Now don’t stop reading this or considering seeing this because you remember Howard as the weak and soulful Ashley Wilkes on Gone with the Wind. Howard was right that he shouldn’t have done that film and was miscast; he wasn’t young enough and good-looking enough, and the attempts to move his look and character in that direction were only overcome by his sheer acting skill, which to be honest, occasionally fail him in that film. Here Howard is altogether extraordinary as the Professor. He’s entitled, brilliant, unspeakably arrogant, and you can’t take your eyes or ears off of him. (He was nominated for Best Actor, which while not unheard of—Charles Laughton had won five years before—was still a rarity for a non-American.) Howard’s the heart and soul of the film, and nails every scene. He’s an absolute delight, and it’s sad to look back and see what a treasure he could have become if he had not died (heroically) in the Second World War.
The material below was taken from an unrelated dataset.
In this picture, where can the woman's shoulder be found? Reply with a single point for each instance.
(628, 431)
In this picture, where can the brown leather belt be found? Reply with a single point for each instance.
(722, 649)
See this and get Ashley Wilkes out of your head forever.

Wendy Hiller as Eliza Doolittle is nothing like Audrey Hepburn, and for those more familiar with the musical than this film, it’s a bit jarring at first. Hiller had an unusual look, and was a challenge for cinematographers to light her well. But that difference becomes a point of interest in that you wonder how she is going to develop her character differently than Hepburn (or even Julie Andrews, if you’re familiar with the original Broadway soundtrack). Hiller was nominated for Best Actress that year as well, and she supplies the opposite trajectory to the Professor’s. It’s a joy to watch her come into her own, growing in confidence and fire as she rises up to do battle with Higgins, who starts off as a force of nature, filled with upper-class conceit and intellectual smugness, and eventually begins to be at least introduced to his own humanity as things don’t plan out as planned.

I suppose any good film person should mention that this is based on a George Bernard Shaw play, and Shaw, with others, is credited with the screenplay, and won the Oscar for it (really, would YOU have voted for anyone other than George Bernard Shaw if you saw his name in the credits?). I suppose Shaw’s views of class and morality might have been shocking at the time. Now they aren’t noticed, or in the case of Eliza’s father, the “shocking” Shavian perspectives come off as musty and a little quaint in Mr. Doolittle’s contrary attitudes toward marriage and respectability. Shaw’s views might have been the most intriguing aspect of the film when it opened. Today, it’s the two central performances, as well as the grace of Scott Sunderland as Col. Pickering and the humor of Marie Lohr as Higgin’s clear-eyed mother, that make this film a joy to experience.

One film-nerd note: Pygmalion was edited by David Lean, who began his illustrious career as an editor and became one of Britain’s best before become its most famous director (Bridge on the River Kwai, Brief Encounter, Oliver Twist, Laurence of Arabia, Dr. Zhivago, etc.) It’s beautifully cut, and moves with an energy and grace that would be the envy of any film of any decade.